If you enjoy hiking (particularly bushwhacking), are good with a topographical map and have a sense of how to correlate terrain features to it, I want to try to encourage you to try competitive orienteering. It’s great fun, and excuse to get out and run through the woods with minimal technology – just a map, compass, and your wits.

No matter where you live, chances are there’s an orienteering club near you. Most put on regular competitive events. My “local” club is the Quantico Orienteering Club out of Northern Virginia, and they do regular events all year round at various parks in the DC area.

You can compete solo, or as a team – working as a team provides multiple brains and sets of eyes to interpret the land around you, but it also generates lots of group discussion that a solo competitor isn’t burdened with. Of course, if you’re solo and you make a mistake, nobody is there to help you catch it. Let’s just say there are pros and cons to both approaches. I like going in a group because it’s just fun to share the hunt.

A pre-race review of the map and clue sheets

The whole idea with orienteering is to follow a charted course and find a set of “controls”, in order, and (if you’re actually trying to be competitive) do that in the shortest time possible. A “control” is a specific spot, marked by an orange and white flag and (typically) an electronic RF-ID reader that records the presence of your “E-Punch” when inserted into it. Inserting your e-punch, basically a little RF-ID tag the size of a USB thumb drive, records your discovery of the control and marks it with the discovery time. Sequenced together, the e-punch records your overall elapsed time as well as individual lap times between controls.
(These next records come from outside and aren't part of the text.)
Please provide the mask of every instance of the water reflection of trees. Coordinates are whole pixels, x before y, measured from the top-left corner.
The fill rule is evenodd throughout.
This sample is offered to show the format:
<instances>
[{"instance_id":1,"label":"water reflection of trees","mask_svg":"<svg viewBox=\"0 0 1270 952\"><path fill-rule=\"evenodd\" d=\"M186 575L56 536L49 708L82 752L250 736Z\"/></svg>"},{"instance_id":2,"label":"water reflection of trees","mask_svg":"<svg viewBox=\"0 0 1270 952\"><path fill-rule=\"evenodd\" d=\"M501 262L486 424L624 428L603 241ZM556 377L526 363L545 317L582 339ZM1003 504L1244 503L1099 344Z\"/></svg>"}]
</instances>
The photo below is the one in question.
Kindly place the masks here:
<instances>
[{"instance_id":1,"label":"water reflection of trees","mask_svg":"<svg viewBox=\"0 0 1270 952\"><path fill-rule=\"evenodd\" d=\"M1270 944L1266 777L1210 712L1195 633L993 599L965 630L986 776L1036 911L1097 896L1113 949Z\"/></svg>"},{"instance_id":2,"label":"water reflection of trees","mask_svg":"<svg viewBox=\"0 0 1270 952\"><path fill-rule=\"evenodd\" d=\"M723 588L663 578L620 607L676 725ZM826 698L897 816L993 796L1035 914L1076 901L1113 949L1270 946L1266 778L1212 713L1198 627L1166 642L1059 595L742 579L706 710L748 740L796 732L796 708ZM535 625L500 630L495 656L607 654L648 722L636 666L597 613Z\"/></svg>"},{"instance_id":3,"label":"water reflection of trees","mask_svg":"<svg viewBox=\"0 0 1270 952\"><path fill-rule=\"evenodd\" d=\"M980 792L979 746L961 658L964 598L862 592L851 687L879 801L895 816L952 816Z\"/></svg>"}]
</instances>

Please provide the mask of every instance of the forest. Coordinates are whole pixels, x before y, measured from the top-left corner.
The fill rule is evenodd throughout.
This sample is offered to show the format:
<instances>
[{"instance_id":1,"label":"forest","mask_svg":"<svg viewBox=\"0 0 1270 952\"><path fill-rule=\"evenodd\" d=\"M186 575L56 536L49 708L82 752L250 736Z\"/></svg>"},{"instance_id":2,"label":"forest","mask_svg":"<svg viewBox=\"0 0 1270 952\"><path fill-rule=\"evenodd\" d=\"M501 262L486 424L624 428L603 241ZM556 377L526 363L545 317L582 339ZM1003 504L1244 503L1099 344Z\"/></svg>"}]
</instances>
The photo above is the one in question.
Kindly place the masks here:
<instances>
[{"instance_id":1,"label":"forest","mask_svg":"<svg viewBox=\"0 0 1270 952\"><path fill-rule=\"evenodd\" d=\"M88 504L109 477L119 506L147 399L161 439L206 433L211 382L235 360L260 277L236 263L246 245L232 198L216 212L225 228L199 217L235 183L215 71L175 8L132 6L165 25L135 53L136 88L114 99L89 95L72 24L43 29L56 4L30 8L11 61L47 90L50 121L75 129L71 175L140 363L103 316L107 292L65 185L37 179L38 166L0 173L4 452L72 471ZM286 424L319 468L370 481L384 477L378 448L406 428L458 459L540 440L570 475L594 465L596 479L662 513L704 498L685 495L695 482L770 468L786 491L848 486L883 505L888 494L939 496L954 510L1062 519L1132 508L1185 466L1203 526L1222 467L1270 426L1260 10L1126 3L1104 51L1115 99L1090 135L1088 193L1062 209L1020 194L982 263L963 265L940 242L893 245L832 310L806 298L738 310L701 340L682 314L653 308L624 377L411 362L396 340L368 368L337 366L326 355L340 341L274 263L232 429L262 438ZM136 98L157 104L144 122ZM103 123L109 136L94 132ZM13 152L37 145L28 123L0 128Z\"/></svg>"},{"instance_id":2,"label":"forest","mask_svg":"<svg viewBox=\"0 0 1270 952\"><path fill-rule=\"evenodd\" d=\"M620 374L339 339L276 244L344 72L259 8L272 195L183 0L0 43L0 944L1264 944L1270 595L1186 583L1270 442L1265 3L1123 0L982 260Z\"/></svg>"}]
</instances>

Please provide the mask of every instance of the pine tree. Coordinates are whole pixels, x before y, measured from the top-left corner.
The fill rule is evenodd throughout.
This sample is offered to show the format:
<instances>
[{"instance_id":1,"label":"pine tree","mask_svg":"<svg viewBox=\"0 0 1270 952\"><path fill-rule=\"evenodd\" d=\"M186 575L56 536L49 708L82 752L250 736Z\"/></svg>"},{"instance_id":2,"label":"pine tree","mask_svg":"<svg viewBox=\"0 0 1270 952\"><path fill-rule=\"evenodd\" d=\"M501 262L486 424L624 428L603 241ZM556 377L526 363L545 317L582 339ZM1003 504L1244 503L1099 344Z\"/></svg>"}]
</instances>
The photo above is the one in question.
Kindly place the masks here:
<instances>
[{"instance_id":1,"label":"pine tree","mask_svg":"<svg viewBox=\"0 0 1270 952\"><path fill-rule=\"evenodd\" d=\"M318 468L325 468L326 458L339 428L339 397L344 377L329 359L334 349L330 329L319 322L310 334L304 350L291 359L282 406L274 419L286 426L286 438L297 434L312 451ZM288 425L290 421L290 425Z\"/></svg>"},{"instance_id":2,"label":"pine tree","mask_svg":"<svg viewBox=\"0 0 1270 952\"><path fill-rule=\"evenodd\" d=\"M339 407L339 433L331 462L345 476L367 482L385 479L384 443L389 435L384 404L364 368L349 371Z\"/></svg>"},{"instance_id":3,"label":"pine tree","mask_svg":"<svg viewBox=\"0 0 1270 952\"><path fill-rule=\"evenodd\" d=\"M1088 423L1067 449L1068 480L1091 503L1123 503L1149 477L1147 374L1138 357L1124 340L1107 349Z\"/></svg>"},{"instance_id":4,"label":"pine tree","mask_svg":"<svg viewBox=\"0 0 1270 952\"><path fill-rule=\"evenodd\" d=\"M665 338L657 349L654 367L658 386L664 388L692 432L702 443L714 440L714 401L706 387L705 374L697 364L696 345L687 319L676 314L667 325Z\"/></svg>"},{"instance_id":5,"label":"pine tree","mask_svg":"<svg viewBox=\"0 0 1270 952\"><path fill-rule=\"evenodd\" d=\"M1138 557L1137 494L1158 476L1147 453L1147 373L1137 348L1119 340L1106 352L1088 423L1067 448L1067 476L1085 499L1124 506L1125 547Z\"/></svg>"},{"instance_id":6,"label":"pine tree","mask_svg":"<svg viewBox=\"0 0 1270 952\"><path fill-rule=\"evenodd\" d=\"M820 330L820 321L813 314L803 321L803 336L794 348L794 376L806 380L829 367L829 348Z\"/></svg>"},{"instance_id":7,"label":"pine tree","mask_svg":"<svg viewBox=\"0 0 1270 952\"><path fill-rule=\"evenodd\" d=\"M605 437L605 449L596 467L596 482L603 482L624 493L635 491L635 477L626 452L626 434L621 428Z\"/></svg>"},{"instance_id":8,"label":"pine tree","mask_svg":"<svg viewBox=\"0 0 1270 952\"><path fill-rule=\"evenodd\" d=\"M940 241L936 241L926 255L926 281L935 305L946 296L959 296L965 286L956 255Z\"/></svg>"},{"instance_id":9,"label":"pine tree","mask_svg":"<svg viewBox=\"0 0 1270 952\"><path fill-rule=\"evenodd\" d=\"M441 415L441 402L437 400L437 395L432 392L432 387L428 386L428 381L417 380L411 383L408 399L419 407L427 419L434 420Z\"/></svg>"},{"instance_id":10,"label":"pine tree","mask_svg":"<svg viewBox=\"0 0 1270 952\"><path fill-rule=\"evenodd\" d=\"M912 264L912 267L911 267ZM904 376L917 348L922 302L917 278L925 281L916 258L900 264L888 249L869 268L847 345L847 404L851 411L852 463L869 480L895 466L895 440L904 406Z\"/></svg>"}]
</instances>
(A bit of an aside – in the old days, a control had a mechanical hole punch with a particular shape attached to it. When finding a control, you would use that punch to create a hole in your progress card – maybe a star for control 1, a diamond for control 2, etc. This enabled judges to verify that you found the right controls in the right order, by correlating the shape of the punched holes to a key that only they possessed. Thus the modern name for the electronic equivalent – “E-punch”.)

A typical control

Typical events have multiple courses set up, color coded from beginner (White, Yellow) through intermediate (Orange, Brown) to advanced (Green, Blue, Red). More advanced courses typically have longer legs and a longer overall distance, more off-trail navigation required, and more challenging control placement (e.g. controls hidden from sight from all but one direction). Beginner courses allow for following of trails and easy sightlines.

We recently did this in a group of three on a Green course at Patapsco Park in Baltimore County, MD. This was our first course in the advanced category. It was listed as a 6.9 km (4.3 miles) and 245 m (804 ft) of elevation gain, with 15 controls to be found. We did our best to find trails that made for easier going for most legs, but this course had a lot of off-trail navigation that required literal bushwhacking through thorn bushes.

Finding a control

At one point we misread the map and mistook a powerline cut for a road – so hoping we would find a bridge to cross a steep-sided creek gully, we found with disappointment that we’d have to plunge straight down one 200-foot embankment and straight up another. We used the powerline as a handrail, we used a park access road, we followed creek valleys until determining it was time to cut up a hill and search for an orange and white flag.

Cruising down the powerline cut

Controls were tricky too. One was in a shallow hole, invisible until you were right on top of it. Another was hidden among boulders at the edge of a small rocky cliff. Still another was hidden behind the enormous root ball of a fallen tree, arranged so that it was invisible from the direction of approach and could only be seen if you were right on top of it, or had passed it.

The terrain, in addition to the climbs and descents, was rough – lots of downed trees, the aforementioned briar patches, lots of large rocks and unsure footing, and numerous challenging creek crossings.

One of many creek crossings

When we finally cruised to the finish, we had covered 5.7 miles (well more than the straight-line distance) in a little more than 2.5 hours. This put us 29th out of 41 competitors on this course. Not bad for our first try on an advanced run, but we can do better. There’s always next time!

Despite my description of the day as a challenge, it was a lot of fun, with lots of laughs and only some confusion as to where we were (a couple of times). I’d encourage you to search for and participate in a local event if you can. It’s fun, and I understand it’s a good gateway drug into adventure racing as well!